Four in 10 British office workers fear their mental health and wellbeing will suffer if they have to spend another six months working from home.
The study of 2,000 employees found 41 per cent already felt more anxious and isolated than ever before, after months cooped up at home.
Missing out on office conversation, feeling unable to communicate properly via video and calls, and finding it challenging to manage the new work-life balance were all factors which contributed to unease and happiness.
And, 42 per cent of those polled by Vision Direct have been struggling with their mental health more than usual in recent months. One-fifth also found their physical health had suffered as a result of rarely leaving the house.
New government restrictions mean those who can work from home, should.
But half of all workers said these new rules, while understandable, have made them feel more downbeat than ever before.
Dr Becky Spelman, a cognitive behavioural expert, said: “It is understandable that people are feeling low. We’re not just still dealing with a frightening pandemic, but also with the onset of the winter months.
“The world can seem a less friendly place when it is dark and cold outside. In the summer, long walks out of doors – with or without friends – were a real lifeline to most of us.
“The prospect of being restricted at home, without even the option of doing something fun outdoors, can be hard to bear.
“Some people love working from home and flourish, but for others, the social isolation can be extremely challenging.”
The study also found just one-third of workers were happy or excited to hear they could remain at home working for the foreseeable future.
Of the remainder, 22 per cent had not enjoyed being at home over recent months and 34 per cent said they needed a change of scenery.
As many as 43 per cent of adults feared they would feel increasingly gloomy as the winter months drew in, with one-fifth not looking forward to the prospect of bleak winter weather.
Being able to talk to people face-to-face was important for 47 per cent, who missed seeing others and having easy conversation.
Over the last few weeks, many were looking forward to embracing what appeared to be the “new normal” and returning to the office, albeit part time.
Going back to the workplace meant feeling part of a team again for 48 per cent, while 39 per cent said it made them feel more human.
Almost one in six workers said they had already started to sleep better at the thought of going to work, and 25 per cent felt it was already better for their mental health.
But now, 51 per cent felt they had nothing to look forward to.
Dr Spelman added: “In terms of regulating your mood while continuing to work from home it’s all about balance.
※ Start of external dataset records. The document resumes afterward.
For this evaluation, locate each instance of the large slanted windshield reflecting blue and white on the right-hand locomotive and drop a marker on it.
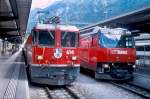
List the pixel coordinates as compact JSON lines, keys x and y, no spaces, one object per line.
{"x":115,"y":39}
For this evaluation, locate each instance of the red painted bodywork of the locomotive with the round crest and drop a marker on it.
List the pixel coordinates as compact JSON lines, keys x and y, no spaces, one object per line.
{"x":47,"y":53}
Staying at home means that people have less variety in their lives and ways that would have automatically boosted your moods before.
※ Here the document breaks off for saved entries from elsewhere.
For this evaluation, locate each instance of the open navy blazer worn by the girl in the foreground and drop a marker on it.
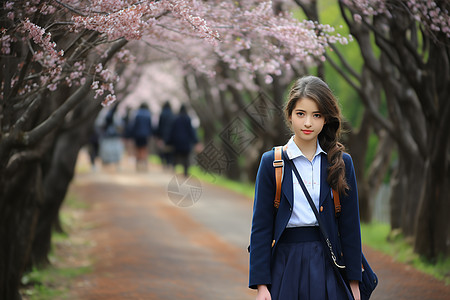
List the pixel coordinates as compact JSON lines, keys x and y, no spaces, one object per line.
{"x":268,"y":226}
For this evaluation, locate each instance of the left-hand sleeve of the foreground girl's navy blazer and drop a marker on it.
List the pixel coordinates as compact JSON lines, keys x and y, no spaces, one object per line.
{"x":262,"y":223}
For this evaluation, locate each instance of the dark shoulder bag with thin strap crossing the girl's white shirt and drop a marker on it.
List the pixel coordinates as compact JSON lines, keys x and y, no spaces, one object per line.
{"x":369,"y":278}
“For instance being in the office with colleagues, going for work drinks, participating in work-related recreational activities and just moving about while commuting are no longer possible for many people so we have to be far more creative in our approach and more conscious about scheduling things to ensure we obtain a work/life balance that keeps us feeling happy.”
However, of those polled via OnePoll, 58 per cent did try to find ways to cope with working from home, in a bid to keep spirits up.
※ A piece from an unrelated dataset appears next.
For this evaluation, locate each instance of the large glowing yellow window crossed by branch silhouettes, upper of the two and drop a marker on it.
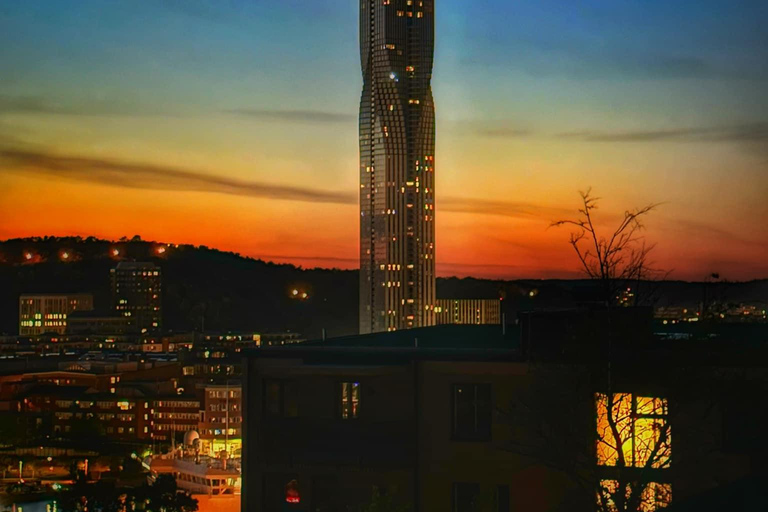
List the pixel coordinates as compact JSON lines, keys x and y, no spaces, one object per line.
{"x":633,"y":431}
This included a walk before work (41 per cent), small breaks away from the desk to make tea or stretch (54 per cent) or turning on the TV in the background (24 per cent).
Christine North, human resources manager at Vision Direct, said “Understandably, for many, the novelty of remote working is starting to wear off.
She added: “With the recent implementation of new restrictions, a sudden shift in season and plans to return to office life completely on hold, taking care of your mental and physical wellbeing is now more important than ever.”